Part of his job is to package the news, providing background information in connection with the stories. Owles had been at the Times only a week when Princess Diana was involved in a car crash.

He created a package with a link to a story about her wedding, including a video clip, her divorce, and the chronology of her life. When news of her death came in, the newspaper had already gone to press. Working from the Associated Press story and the Times story, Owles and others created a new lead and a new package of information that would not be available in the newspaper for nearly 24 hours.

Despite the advantages of online news, Owles said he does not think the medium will displace print. "People like to have a newspaper to read, fold and carry around.".

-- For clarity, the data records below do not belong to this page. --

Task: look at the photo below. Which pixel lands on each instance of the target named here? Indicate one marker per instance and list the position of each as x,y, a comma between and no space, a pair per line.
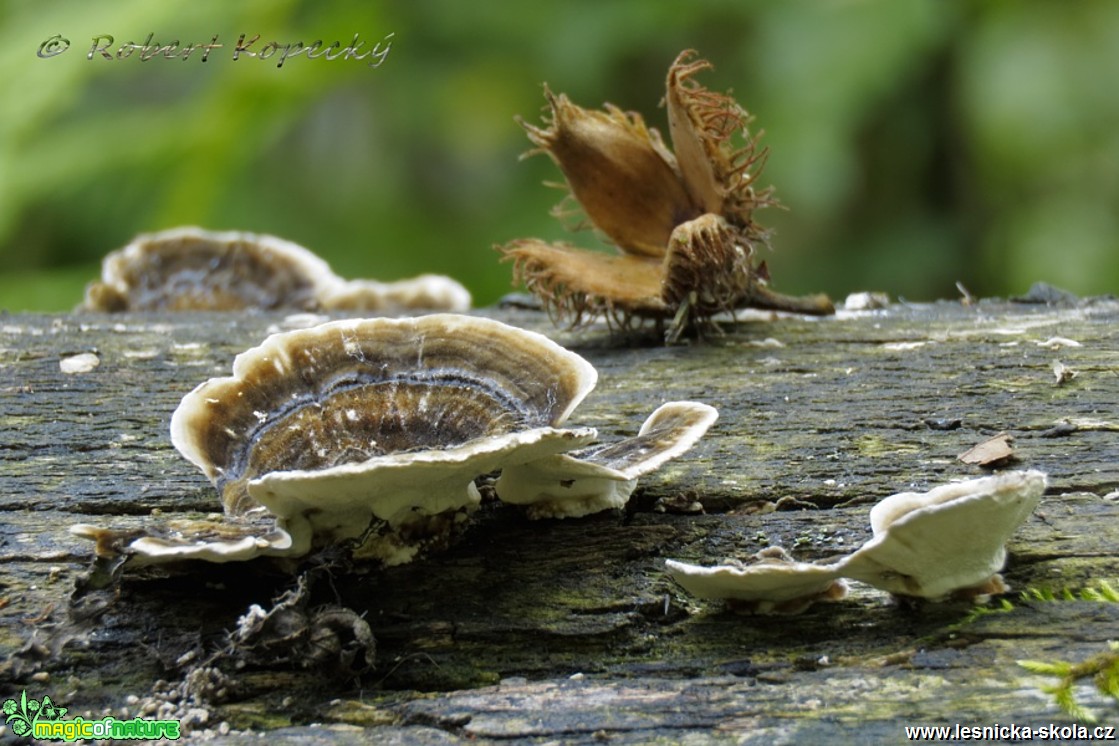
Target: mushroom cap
773,583
950,538
388,392
189,268
426,291
604,477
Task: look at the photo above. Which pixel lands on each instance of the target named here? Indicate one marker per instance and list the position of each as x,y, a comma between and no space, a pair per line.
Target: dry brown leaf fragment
683,223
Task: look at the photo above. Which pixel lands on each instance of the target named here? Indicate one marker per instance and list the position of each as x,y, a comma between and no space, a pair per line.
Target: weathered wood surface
569,631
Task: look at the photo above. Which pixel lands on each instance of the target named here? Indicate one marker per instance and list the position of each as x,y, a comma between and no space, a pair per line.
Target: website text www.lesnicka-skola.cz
1011,733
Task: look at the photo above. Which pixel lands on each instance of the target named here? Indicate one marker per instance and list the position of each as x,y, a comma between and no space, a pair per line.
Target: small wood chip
991,452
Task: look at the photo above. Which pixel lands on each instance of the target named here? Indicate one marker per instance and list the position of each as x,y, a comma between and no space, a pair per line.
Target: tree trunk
570,630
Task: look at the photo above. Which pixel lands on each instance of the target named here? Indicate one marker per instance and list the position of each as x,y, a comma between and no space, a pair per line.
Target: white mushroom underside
927,545
570,485
341,501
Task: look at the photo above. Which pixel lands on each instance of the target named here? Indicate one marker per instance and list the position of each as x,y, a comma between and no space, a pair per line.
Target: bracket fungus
373,432
604,477
194,270
683,223
949,541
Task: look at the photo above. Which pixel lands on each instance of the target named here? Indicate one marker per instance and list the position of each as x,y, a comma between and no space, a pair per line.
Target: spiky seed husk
575,283
703,123
620,172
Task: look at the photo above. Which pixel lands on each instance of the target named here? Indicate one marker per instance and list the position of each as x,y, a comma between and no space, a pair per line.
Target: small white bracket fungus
772,584
930,545
946,540
193,270
600,478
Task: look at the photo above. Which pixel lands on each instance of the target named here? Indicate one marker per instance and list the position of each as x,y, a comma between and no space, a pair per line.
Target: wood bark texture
569,631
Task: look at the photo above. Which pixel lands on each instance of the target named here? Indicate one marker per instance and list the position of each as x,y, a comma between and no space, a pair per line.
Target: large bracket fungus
374,431
194,270
683,223
949,541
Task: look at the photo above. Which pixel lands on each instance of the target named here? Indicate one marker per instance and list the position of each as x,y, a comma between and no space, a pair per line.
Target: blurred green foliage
914,142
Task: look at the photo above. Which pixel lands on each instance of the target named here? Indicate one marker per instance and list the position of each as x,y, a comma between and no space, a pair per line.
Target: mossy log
569,630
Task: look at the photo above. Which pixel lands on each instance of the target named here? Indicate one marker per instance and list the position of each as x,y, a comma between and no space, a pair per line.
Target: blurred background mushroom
915,143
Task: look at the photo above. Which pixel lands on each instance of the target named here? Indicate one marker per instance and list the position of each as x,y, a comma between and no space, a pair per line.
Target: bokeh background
915,143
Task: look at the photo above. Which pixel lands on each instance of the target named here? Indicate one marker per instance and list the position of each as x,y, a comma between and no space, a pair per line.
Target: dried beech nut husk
684,223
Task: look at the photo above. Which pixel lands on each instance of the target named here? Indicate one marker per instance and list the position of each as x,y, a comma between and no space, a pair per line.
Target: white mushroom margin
950,540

Whatever direction the industry takes, he said, students who are aspiring journalists need to focus on the basics. "Take advanced reporting classes, learn copy editing and the Associated Press style. Make sure you have the basics down.".

Owles said he particularly values the writing and editing skills he learned at UConn. "I've used those skills in every job I've had since then."

Beyond that, he said, it's hard to prepare for the future. "The field is changing so much, what you learn today will not be much use tomorrow.".

Owles isn't looking too far ahead, but he has set his sights on covering the presidential election in the year 2000.

The professional journalism seminar is run by associate professor Marcel Dufresne. This semester, the seminar features 13 speakers, including Pulitzer Prize-winner Maura Casey, editorial writer and columnist at The Day of New London, and UConn alumni Jayne Keedle, '87, arts and features editor at The Hartford Advocate; Lisa Caruso, '90, senior editor, Lifetime Learning Systems of Stamford; Gavin Daly, '95, managing editor, Fabrics and Furnishings International, Stamford; and Allyson Miller, '97, editor, Bureau of Business Practices, Waterford.